I kinda thought it was just a case of intellectual laziness and pre-millenial tension, but its getting worse as I can see. Also the downside of vague suspicions and conspiracy ideas such as these is that it can create general paranoia and panic in people everywhere, and under such conditions people are liable to do terrible things for percieved threats that are out of all proportion to reality, and then intelligent people with
really threatening ideas such as islamic fundamentalists or other religious extremists, neo nazis, extreme nationalists, unreconstructed stalinsts etc. etc. can use such climates very effectively.
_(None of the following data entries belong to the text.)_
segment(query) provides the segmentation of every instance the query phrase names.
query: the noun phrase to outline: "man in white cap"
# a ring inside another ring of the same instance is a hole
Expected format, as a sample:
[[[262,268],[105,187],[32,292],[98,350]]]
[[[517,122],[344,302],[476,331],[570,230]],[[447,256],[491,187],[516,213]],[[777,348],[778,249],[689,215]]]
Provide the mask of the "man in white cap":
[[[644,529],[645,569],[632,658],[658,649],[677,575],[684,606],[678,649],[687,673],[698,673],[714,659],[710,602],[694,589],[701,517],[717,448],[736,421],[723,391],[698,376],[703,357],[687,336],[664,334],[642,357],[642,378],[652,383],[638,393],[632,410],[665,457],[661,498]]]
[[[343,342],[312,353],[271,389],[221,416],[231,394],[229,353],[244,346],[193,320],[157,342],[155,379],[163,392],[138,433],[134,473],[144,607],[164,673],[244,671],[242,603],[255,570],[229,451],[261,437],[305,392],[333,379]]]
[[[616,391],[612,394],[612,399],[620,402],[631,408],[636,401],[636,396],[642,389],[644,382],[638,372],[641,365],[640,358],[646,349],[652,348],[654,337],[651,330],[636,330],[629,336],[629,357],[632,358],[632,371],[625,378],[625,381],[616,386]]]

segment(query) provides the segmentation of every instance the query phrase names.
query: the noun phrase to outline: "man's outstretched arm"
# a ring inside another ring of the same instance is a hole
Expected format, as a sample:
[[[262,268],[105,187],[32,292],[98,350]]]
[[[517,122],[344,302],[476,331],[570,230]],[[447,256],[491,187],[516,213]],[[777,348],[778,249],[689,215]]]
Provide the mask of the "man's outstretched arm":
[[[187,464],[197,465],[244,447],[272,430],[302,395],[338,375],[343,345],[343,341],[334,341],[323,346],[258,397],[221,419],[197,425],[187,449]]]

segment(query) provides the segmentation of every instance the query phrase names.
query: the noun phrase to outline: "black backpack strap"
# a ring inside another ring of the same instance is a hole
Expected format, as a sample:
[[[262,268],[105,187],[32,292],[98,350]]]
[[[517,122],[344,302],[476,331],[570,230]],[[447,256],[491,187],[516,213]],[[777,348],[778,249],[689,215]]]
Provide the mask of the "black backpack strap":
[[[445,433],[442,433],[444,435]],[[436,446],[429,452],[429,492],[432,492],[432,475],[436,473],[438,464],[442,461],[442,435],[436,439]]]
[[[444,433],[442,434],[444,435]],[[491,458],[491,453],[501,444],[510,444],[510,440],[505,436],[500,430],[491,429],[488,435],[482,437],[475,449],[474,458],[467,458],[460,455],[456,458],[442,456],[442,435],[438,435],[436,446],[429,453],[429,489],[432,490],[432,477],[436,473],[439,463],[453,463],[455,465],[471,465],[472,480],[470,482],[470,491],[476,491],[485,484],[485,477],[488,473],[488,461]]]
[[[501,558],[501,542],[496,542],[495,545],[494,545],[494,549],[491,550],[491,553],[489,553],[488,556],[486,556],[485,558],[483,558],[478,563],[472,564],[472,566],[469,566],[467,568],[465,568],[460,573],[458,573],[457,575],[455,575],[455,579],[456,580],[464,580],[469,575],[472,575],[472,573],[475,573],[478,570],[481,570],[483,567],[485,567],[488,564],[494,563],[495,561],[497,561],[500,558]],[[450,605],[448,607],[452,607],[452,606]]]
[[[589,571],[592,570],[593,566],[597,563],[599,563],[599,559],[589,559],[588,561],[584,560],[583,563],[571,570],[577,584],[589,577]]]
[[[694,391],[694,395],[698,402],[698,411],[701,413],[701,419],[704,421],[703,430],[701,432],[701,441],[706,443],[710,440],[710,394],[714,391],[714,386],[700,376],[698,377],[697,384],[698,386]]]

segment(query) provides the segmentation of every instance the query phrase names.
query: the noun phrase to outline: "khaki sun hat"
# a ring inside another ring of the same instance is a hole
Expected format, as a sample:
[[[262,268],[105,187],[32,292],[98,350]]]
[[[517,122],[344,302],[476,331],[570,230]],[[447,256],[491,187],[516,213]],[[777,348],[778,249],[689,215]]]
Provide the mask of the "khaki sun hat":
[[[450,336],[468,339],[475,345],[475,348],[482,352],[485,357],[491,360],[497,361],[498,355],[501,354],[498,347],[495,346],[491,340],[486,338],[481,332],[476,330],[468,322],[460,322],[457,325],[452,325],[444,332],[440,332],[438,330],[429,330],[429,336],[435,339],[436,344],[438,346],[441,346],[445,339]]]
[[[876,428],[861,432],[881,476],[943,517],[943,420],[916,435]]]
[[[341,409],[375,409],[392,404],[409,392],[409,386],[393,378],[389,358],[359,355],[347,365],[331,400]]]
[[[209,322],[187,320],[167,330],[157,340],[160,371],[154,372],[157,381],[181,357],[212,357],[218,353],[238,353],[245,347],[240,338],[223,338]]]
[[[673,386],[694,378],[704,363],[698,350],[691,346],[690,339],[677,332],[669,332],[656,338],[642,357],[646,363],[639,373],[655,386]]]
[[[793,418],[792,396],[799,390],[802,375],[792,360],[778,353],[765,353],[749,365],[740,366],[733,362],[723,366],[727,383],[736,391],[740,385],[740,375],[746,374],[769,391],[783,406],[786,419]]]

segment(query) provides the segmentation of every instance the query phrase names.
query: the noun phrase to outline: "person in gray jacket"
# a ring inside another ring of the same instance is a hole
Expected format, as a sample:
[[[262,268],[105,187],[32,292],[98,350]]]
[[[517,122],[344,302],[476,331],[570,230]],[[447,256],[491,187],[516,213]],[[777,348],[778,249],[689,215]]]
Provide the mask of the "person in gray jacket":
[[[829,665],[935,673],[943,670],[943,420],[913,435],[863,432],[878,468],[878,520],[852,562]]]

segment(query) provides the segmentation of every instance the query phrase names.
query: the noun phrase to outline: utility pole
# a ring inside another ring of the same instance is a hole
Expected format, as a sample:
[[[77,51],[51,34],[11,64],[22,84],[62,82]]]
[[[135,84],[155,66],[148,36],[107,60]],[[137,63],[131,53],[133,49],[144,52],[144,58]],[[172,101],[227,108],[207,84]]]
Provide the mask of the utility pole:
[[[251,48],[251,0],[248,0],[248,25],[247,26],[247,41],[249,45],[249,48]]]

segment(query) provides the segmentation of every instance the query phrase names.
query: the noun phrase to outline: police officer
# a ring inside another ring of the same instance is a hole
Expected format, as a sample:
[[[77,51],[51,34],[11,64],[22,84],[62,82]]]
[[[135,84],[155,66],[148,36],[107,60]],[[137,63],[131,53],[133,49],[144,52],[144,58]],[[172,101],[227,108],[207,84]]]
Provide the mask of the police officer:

Given the current geopolitical climate, that is a serious problem and the real threat.
In terms of the Irish thing, political violence is pretty mundane and normal and yes its been a feature of Irish life for a long long time, though it has been confined to the north for most of the 20th century and perhaps is changing finally for the better in the 21st, perhaps. Also I'm sure quite a few Irish people have encountered prejudice in Britain, but then some British people have encountered preudice here, given the history of the two Islands its hardly surprising, though regrettable, and I do actually think that mutually held stereotypes are changing rapidly here and in Britain and have been for a long time. I don't think that was ever percieved in quite the same conspiracy theory way, though of course there have been lots of shady goings on, assasinations, plots, bombs, secret organizations, couter-terroirsm the whole shebang as we might say, but it was something that has always been nothing if not very real and very gritty and not a plot device for some crazy story.